Fifth, get someone to help with the grunt work. Your secretary or a virtual assistant can help write letters, call clients, send out articles, press releases, and help you build a client database. There is no way you can do this alone or completely depend on the firm’s marketing manager. It’s up to you; but apply the 80/20 rule and spend the brunt of your time on the most important clients and matters.
Sixth, do a little client development every day. Call that client who you haven’t heard from. Send an article of interest to a new prospect. Set a little bit of time every day to do some marketing and you’ll soon see a flower grow where once there was just a seed.
Seventh, the reason most marketing efforts fail is due to a lack of follow-up with action. And we all make this mistake. In many ways, this is what determines your success or failure, and too often, we don’t realize it until it’s too late. Your system should utilize a “ladder” or “drip” multi- contact approach which will show you’ve been there for them and you’re the “go-to” person they need and want. The mantra here is to follow-up and stay in front of them consistently. And don’t stop until you either die or they tell you to drop dead!

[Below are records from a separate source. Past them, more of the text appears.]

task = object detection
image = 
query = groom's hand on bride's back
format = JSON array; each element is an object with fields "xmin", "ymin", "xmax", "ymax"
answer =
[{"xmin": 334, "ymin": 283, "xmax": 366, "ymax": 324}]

Eighth, have fun with all of your legal marketing activities. Practicing law is difficult enough not to make the marketing fun. Choose tactics that you enjoy and are comfortable, or you won’t follow through. Be targeted and optimistic that you’re going to meet the people you need to advance your career and cause. And then with only a few simple disciplined actions every day, you will be led to the kind of success you desire. Executed properly, legal marketing will become like a second skin as your leads, relationships, and opportunities begin to grow exponentially.